Professor Mey was speaking at the first in-person conferring ceremonies to take place at UL for two years.
Around 1,700 students are graduating from the faculties of Education and Health Sciences, Kemmy Business School, Science and Engineering and Arts, Humanities and Social Sciences in five ceremonies taking place this week.
Over 700 students are due to attend the live on-campus ceremonies, which have been carefully planned to minimise risk of possible infection.
Speaking on a “red letter day for University of Limerick and a day that we mark in celebration of your academic success”, Professor Mey offered the new UL graduates “the warmest of congratulations on completing this hugely important part of your life-long learning journey”.
“You have excelled academically and all while we faced some of the most challenging days in recent history. Your achievements cannot be underestimated as it shows tenacity, determination and strength of character for each and every one of you to be graduating here today.
“Be proud of your accomplishment. I am sure, your family, your friends, your tutors and your peers share in that pride,” she added.
Professor Mey said the graduates “emerge as our latest cohort of ambassadors” from UL.
“You are now armed with an award worthy of your efforts. An award from this institution comes marked with one of the highest graduate employability rates in the country.
“To that end, it is imperative that we continue to hone and support our strong employer relationships as they are vital too for shaping future facing academic programmes that are relevant for students, parents and guardians, and employers alike.

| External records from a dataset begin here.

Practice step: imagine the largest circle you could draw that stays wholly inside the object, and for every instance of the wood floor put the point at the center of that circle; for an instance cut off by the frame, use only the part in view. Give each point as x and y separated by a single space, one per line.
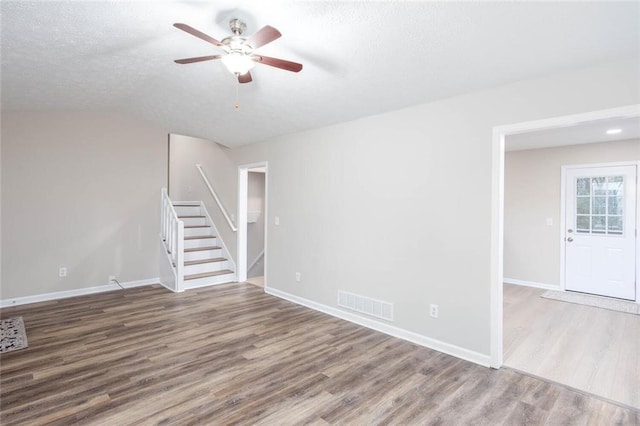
234 355
592 349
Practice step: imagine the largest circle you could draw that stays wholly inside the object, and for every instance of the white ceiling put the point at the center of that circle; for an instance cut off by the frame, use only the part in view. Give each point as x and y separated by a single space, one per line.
591 132
360 58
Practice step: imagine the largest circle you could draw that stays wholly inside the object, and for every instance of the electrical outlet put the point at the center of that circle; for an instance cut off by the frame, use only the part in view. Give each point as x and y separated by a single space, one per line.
433 311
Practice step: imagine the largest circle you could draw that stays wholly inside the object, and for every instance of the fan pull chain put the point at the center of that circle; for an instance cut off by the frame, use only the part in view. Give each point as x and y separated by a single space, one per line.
237 85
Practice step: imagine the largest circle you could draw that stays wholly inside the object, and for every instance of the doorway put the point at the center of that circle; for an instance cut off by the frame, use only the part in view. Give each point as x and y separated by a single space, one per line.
600 230
252 223
565 336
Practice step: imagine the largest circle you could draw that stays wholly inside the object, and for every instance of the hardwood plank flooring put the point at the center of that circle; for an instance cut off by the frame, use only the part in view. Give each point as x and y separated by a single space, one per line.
232 354
592 349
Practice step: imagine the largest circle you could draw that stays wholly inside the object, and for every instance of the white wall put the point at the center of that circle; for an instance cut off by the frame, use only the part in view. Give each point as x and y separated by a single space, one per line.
398 206
79 190
255 231
532 194
186 184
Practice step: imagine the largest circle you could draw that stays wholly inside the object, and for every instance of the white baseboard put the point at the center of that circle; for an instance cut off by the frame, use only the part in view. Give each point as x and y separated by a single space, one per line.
72 293
382 327
531 284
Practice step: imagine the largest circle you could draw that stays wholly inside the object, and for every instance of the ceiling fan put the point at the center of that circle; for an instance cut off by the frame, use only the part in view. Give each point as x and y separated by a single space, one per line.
238 51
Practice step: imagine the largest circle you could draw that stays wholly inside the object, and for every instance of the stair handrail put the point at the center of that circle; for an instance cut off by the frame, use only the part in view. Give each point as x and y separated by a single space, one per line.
172 233
216 198
256 260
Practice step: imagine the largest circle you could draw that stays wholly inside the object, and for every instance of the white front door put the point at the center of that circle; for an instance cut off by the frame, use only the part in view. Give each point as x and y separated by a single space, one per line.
600 231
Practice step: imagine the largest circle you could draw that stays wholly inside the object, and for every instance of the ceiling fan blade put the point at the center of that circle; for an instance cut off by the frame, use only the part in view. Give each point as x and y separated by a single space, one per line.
264 35
278 63
245 78
196 33
198 59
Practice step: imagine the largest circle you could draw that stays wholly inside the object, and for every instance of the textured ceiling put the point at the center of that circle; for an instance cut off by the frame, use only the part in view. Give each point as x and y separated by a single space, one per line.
590 132
360 58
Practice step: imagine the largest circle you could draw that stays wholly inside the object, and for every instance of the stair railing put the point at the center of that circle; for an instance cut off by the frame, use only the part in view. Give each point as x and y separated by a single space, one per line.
215 197
172 233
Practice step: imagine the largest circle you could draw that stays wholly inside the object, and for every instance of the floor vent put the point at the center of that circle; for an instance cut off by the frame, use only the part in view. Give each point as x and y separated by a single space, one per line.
366 305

“We will continue to strive for UL to be known as a destination for excellence in education, research and innovation. We will both develop and attract the highest-calibre staff and the best students from all sections of society, both in Ireland and abroad, and ensure that Limerick and the Mid-West are recognised as great places to live, study and work.
“Our commitment to the region is steadfast. We are part of a local and international community –a community that we are committed to through our development plans for the UL City Centre Campus in the heart of Limerick and our ambitions to grow our campus and its environs.
“Our Higher Education Institutes protect the value of academic achievements proudly and fiercely by ensuring that our governance of your educational journey reaches the highest international standards. We stand firm against any dilution of educational standards to ensure that you can use your degree confidently and proudly in the knowledge that it is an unquestionable statement of ability, attainment and academic integrity,” she added.
Ceremonies are limited to graduands only, who have been requested to take an antigen test on the morning of their graduation, with advice that they should not attend the ceremony if they have any symptoms of COVID-19.
All graduands are required to show their Digital COVID Certificate as proof of full vaccination to gain entry to the University Concert Hall, which has been limited to one-third occupancy to allow for social distancing during the ceremonies.
Graduands and attending staff are also required to wear face coverings at all times.